Golden Retriever Dog Forums banner

1 - 6 of 6 Posts

·
Registered
Joined
·
10,950 Posts
Discussion Starter #1
I know a lot of people here feed their dogs grain-free food. I met a dog walker who looked at my spaniel's eyes and said her "eye boogers" would go away if I didn't feed her food with corn in it. Trouble is, she has bladder stones and is on a prescription dog food. I looked at the label, and it is in fact filled with corn.

Has anyone put together a special diet or found a commercial food that is not corn-based but works for dogs with bladder stones? Evidently such a food should have "reduced levels of protein, magnesium and phosphorus."

I am somewhat despairing of finding a food that is perfect. I have been happy to avoid more bladder surgery for Tess, using the Royal Canin prescription food. But she has been putting on weight (working on that, too) and I'm wondering if the woman is right about her rheumy eyes and the "boogers." Help and input welcomed!
 

·
Inactive
Joined
·
11,326 Posts
It's amazing how people who work with dogs with absolutely no medical or nutritional training offer unsolicited advice to strangers. Unless a dog has a specific intolerance for corn, which is uncommon, there's nothing wrong with it as an ingredient. Too much in a food would be bad, obviously (or you wouldn't call it too much), but corn sometimes gets a bad rap that it doesn't deserve.

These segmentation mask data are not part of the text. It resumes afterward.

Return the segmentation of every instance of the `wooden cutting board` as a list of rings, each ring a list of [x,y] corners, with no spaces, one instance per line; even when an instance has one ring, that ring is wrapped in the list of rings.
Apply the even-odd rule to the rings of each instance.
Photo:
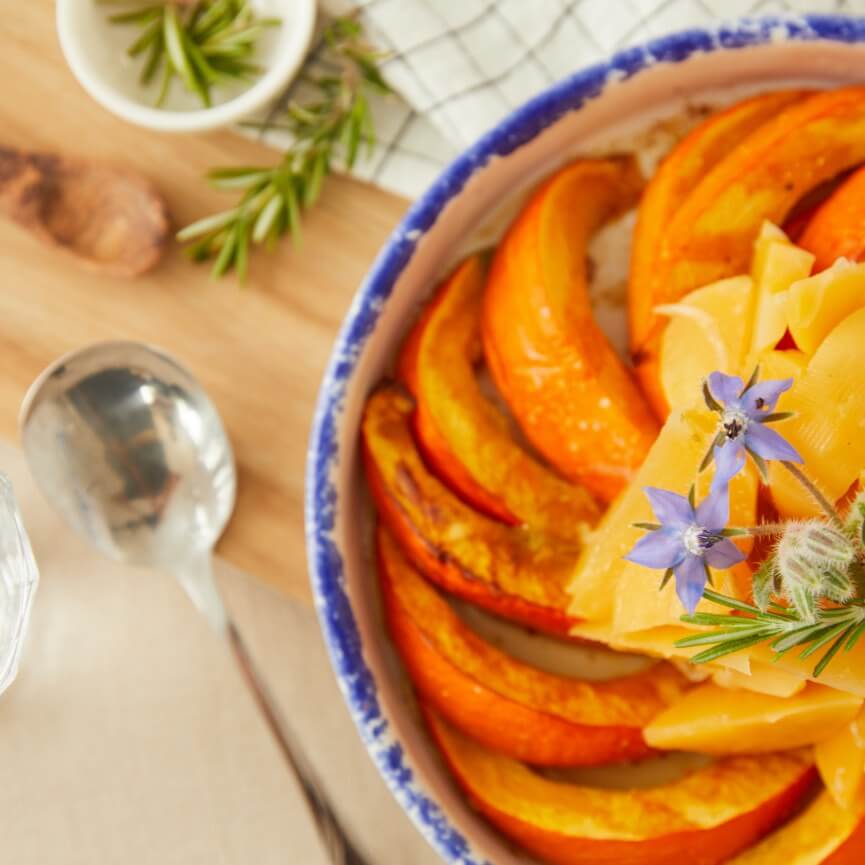
[[[268,164],[274,152],[232,133],[168,135],[127,125],[91,101],[66,67],[53,4],[0,0],[0,143],[106,159],[140,170],[177,225],[229,206],[202,176]],[[0,223],[0,436],[58,355],[89,342],[153,342],[210,391],[237,452],[239,496],[219,553],[293,595],[309,596],[303,472],[319,378],[352,293],[406,202],[336,177],[304,224],[302,247],[253,257],[244,288],[211,282],[172,249],[132,281],[79,270]]]

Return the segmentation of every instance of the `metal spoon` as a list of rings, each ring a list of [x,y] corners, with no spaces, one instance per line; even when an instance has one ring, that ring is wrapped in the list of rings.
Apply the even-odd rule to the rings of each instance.
[[[364,865],[281,716],[213,578],[234,508],[231,444],[201,385],[169,355],[106,342],[66,355],[31,385],[24,453],[45,497],[114,559],[173,573],[231,646],[337,865]]]

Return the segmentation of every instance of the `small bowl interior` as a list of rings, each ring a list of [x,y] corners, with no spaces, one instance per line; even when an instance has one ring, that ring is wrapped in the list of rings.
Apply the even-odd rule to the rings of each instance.
[[[438,838],[439,850],[448,861],[525,865],[533,860],[491,830],[457,791],[426,737],[389,645],[371,556],[371,506],[358,453],[359,423],[367,395],[392,371],[401,340],[439,278],[468,248],[479,245],[482,226],[495,226],[492,215],[506,212],[508,202],[524,195],[541,177],[576,155],[633,149],[642,132],[663,118],[681,116],[694,104],[717,106],[770,89],[832,87],[861,81],[865,74],[858,70],[865,68],[863,61],[862,45],[770,40],[763,45],[695,53],[682,62],[657,64],[607,86],[599,98],[564,115],[529,143],[490,159],[450,198],[415,248],[411,248],[417,240],[414,230],[406,234],[405,228],[399,229],[392,239],[391,249],[410,247],[409,258],[390,295],[374,301],[383,303],[380,316],[347,383],[337,421],[338,458],[333,477],[337,510],[332,538],[342,557],[364,660],[375,679],[377,698],[388,722],[388,730],[380,734],[371,726],[365,728],[355,706],[362,735],[397,797],[425,834]],[[447,190],[442,194],[446,196]],[[490,236],[496,230],[491,229]],[[381,268],[374,269],[368,288],[381,288],[389,278]],[[359,303],[352,307],[352,315]],[[320,597],[319,603],[326,608],[328,601]],[[343,685],[350,687],[345,680]],[[415,776],[410,792],[396,772],[388,771],[386,755],[394,741],[401,743],[405,763]],[[418,790],[438,804],[445,815],[445,828],[455,829],[468,841],[468,847],[443,840],[447,833],[442,832],[442,818],[430,815]]]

If your dog has excessive eye discharge, there are lots of things that can cause that: seasonal allergies, infection/inflammation in the tear duct, malformed tear ducts, distichias, etc. And the occasional eye booger is normal anyway.

It's extraordinarily unlikely that the discharge has anything to do with the corn in the food. If she has bladder stones, messing around with her food sounds like a terrible idea to me. Your dog walker needs to remember that her job is dog walker, not dog nutritionist, just like your dog nutritionist shouldn't be offering unsolicited advice on what oil you're using for your car this winter and your mechanic shouldn't be telling you that you're using the wrong collar for teaching heel.
 

·
Registered
Joined
·
10,524 Posts
I agree with Brian. Foods for specific medical conditions have been carefully researched and if it is controlling her condition, I wouldn't mess with it.

Interestingly enough, there is a food made specifically to be fed to bitches who are being bred. It is designed to increase conception rates and successful pregnancies. Those who have used it, have reported good success with it-and it has corn as a significant ingredient. Corn is not necessarily bad, assuming it is of good quality and is properly processed. This was all part of a discussion on a GR breeders group and was very interesting to read.
 

·
Nancy
Joined
·
7,493 Posts
Eye boogers are a small annoyance compared to bladder problems. I'd stick with the prescription food and hope the dog walker learns to mind his own business.
 

·
newbie
Joined
·
207 Posts
You might want to check out DogAware.com: Health Problems in Dogs. They carry a lot of information on medical conditions and special diets for medical conditions. I got good information about Watt's liver condition -- even though I feed him L/D -- so I know what snacks to feed him and what toppers I can give him. Watt can only have chicken, turkey, cheese, etc.

Since I don't know what type of bladder condition your Golden has (stones? what type? etc.?) I couldn't link the specific page for his condition.

Sorry to hear about your doggie's bladder condition.
 

·
Registered
Joined
·
1,169 Posts
I strongly suggest you locate a holistic vet with a strong interest in nutrition for dogs with special needs. There are ways of home-cooking meals for a dog that would provide reduced levels of protein, magnesium and phosphorus. For my own dogs, I would be looking for healthier long-term alternatives to the prescription food reliance on rice, ground corn and chicken fat.